Shop Talk | Smarter Thank You

Tech Matters

Smart vehicles—meaning vehicles that allegedly make better driving decisions than you—are a very hot topic these days. The technology has been widely adopted by everyone from the safety-crats, who see it as way to make riding safer, to the guys designing MotoGP bikes, who embrace it because it shaves seconds off lap times.

Systems that out-think the vehicle operator aren’t particularly new. The first successful Antilock Brake Systems were adapted for aircraft use in 1928 and tested on motorcycles in 1958, when Royal Enfield experimented with ABS on their 692cc Super Meteor model. A lack of popular support led them to cancel the project.

An outgrowth of ABS is traction control. Although it’s not as popular with the motorcycle crowd as it is in the automotive world (at least not yet), it’s becoming more common all the time. Most high-end adventure bikes now include it, as do upper-echelon sport and sport touring models.

Whether or not it’ll migrate to the cruiser ranks is questionable, but having ridden horsepower overachievers like the Triumph R3, Yamaha V-Max and Suzuki M109 in the rain, I’d have to think there’s some need for it.

Other smart vehicle technologies that may eventually be considered for motorcycle use include ABC (automatic brake control), which automatically applies the brakes if it thinks you’re following the vehicle in front of you too closely, and Electronic Stability Control, a system that helps a driver regain control if the vehicle begins to slide. Then there’s the Pre Crash System, which utilizes radar to warn of an impending crash and takes appropriate measures, like reducing power or applying the brakes, presumably in conjunction with an EBC, or Emergency Brake Control, which takes over the brakes if the black box decides you’re applying them too lightly in an emergency situation.

There’s also Adaptive Cruise Control, which adjusts the vehicle’s speed depending on traffic conditions; Lane Departure Warning, a system that monitors the vehicle’s position and sounds the alarm if the car drifts out its lane, and the driver alert system, which warns the driver if he appears to be nodding off.

…anything that gives motorcycles an edge in performance or safety is always worth considering…

Whether or not electronic intervention is a good thing depends on whom you’re talking to. Valentino Rossi, arguably the best rider ever to sit on a motorcycle, doesn’t particularly like it, claiming with some credibility that it allows a second tier rider to accomplish things he might not otherwise attempt because he knows the electronics will save his bacon. To some degree, I agree with that, and would add that the sophisticated electronics package needed to facilitate things like traction control complicate motorcycles to a degree that many find unnecessary.

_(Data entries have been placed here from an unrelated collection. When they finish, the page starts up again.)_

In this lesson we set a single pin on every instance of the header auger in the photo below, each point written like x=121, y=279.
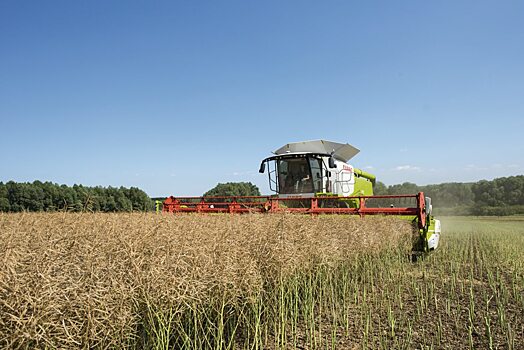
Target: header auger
x=313, y=177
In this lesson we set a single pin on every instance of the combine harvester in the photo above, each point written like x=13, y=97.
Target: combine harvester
x=313, y=177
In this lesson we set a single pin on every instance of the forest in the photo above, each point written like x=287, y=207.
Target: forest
x=501, y=196
x=47, y=196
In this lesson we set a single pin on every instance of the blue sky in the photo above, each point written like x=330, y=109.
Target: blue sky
x=176, y=96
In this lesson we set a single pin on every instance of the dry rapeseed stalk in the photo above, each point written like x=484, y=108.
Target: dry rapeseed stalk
x=80, y=280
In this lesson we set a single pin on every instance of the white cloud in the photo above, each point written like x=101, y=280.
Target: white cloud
x=244, y=173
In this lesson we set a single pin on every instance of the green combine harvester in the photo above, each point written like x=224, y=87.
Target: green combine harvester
x=313, y=177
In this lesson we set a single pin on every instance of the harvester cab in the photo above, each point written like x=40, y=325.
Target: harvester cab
x=313, y=168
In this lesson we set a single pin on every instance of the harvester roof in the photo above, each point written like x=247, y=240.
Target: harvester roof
x=341, y=151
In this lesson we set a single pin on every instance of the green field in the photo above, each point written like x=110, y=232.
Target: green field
x=146, y=281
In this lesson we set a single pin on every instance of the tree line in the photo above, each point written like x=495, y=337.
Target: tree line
x=501, y=196
x=47, y=196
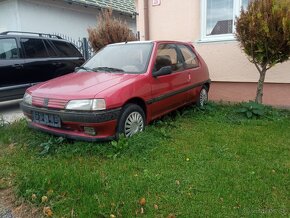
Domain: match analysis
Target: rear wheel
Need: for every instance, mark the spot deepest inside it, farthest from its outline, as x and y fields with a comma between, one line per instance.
x=132, y=120
x=203, y=97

On the other hand I feel that anything that gives motorcycles an edge in performance or safety is always worth considering, and particularly so when it comes to high-powered bikes, be they sport bikes, touring rigs or cruisers. As far as over-complication goes, I’d point out that the latest generation of bikes is already pretty complicated and they don’t seem to be particularly troublesome, so the addition of a few sensors shouldn’t create real problems.

Of course, there’s always a dark side to technology, particularly when your motorcycle is outfitted with devices that monitor, record and store information.

Many late model cars and trucks have had the capability to record information about vehicle operation for some time. The info isn’t hard to retrieve, and allows anyone with access to it—like a cop, insurance investigator, or even your local mechanic—to determine exactly what you were doing in the minutes before the engine puked or you wadded the thing up, and trust me on this, if they find you were doing something unseemly, you’re going to have some explaining to do.

Trucking companies currently use that ability to monitor their drivers’ every move through an on-board GPS. Interested parties can find out how fast the driver went, how hard he accelerated, and of course, where he stopped during the course of a day.

At the risk of sounding like a conspiracy theory nut, it wouldn’t take much to install a “tattle tale” in your motorcycle’s computer that could be used to inform the local cop shop every time you exceed the speed limit.

Frankly, I doubt we’ll ever see that technology; the legal and social implications alone would prove daunting, and it’s not something the average motorcycle manufacturer would willingly install (at least I hope not).

Those issues aside, I remain intrigued by “smart” technology, though how much of it I’d be willing to purchase remains questionable. Despite my interest, I’m not sure I want to ride a bike that’s smarter than I am.